Wat als je anders gaat kijken? Niet naar wat nog niet lukt, maar naar wat al wél lukt? Niet: “Ik ben nog steeds moe,” maar: “Ik heb vannacht wel al drie keer kunnen terugzakken in ontspanning.”
Want slaap laat zich niet afdwingen. Het ontstaat wanneer je jezelf toestaat te ontspannen. Wanneer je jouw lichaam helpt te zakken, je gedachten vriendelijk laat passeren en jezelf niet langer afrekent op de klok.
Monique begon te begrijpen: dit is oefenen, trainen, bijsturen. Net als bij een zaadje. Je ziet niet direct een boom, maar dat wil niet zeggen dat er niets gebeurt. Het groeien is al begonnen.
Wat kun jij doen als jouw hoofd ’s nachts aan blijft staan?
Laat de klok voor wat hij is. Probeer je niet af te rekenen op het feit hoe lang je al wakker ligt. Kijk eens met mildheid naar jezelf. Sta jezelf toe om niet perfect te ontspannen. Soms heb je een paar rustige seconden – en dat is al winst.
Gebruik ademhalingsoefeningen, lichaamsgerichte ontspanning, en oefen het loslaten van de drang om grip te krijgen op elke gedachte. Je hoeft je hoofd niet uit te zetten. Alleen even niet mee te gaan in alles wat het roept.

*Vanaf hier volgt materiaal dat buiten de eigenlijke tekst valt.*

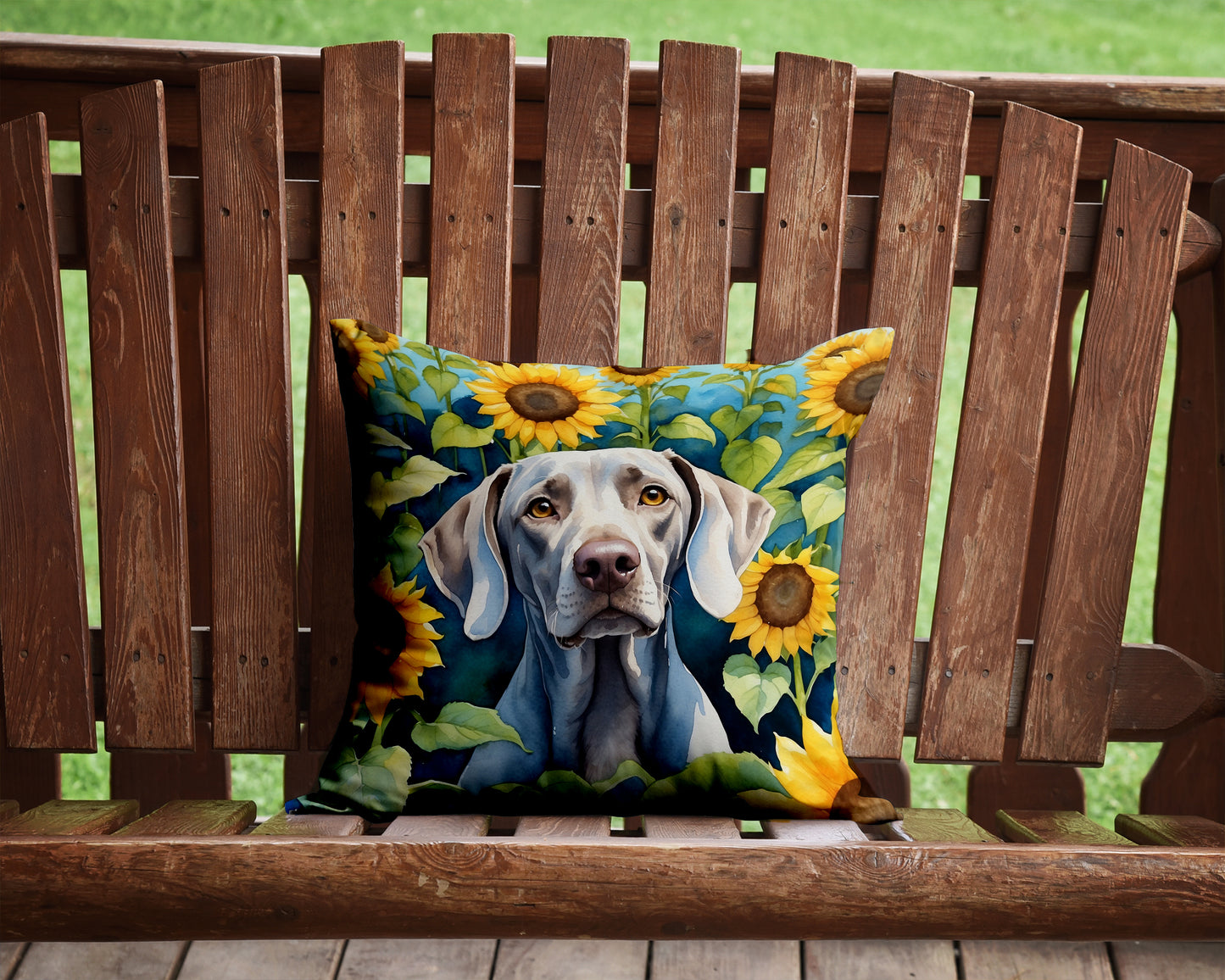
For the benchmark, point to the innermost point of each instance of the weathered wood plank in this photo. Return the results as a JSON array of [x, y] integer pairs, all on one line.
[[47, 691], [1051, 961], [891, 467], [59, 817], [995, 473], [142, 536], [1180, 832], [582, 198], [361, 185], [194, 817], [471, 183], [693, 220], [255, 695], [871, 960], [1119, 371], [805, 206], [1054, 827]]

De mix van gedachten én ontspanning is goed genoeg. Het creëert ruimte. En in die ruimte kan de slaap, op haar eigen tempo, weer terugkomen.
Elk beetje ontspanning is meer dan géén ontspanning.
Wees mild. Oefen zacht. En wees dankbaar voor elke seconde rust die je zelf creëert.
Want precies dáár begint jouw herstel.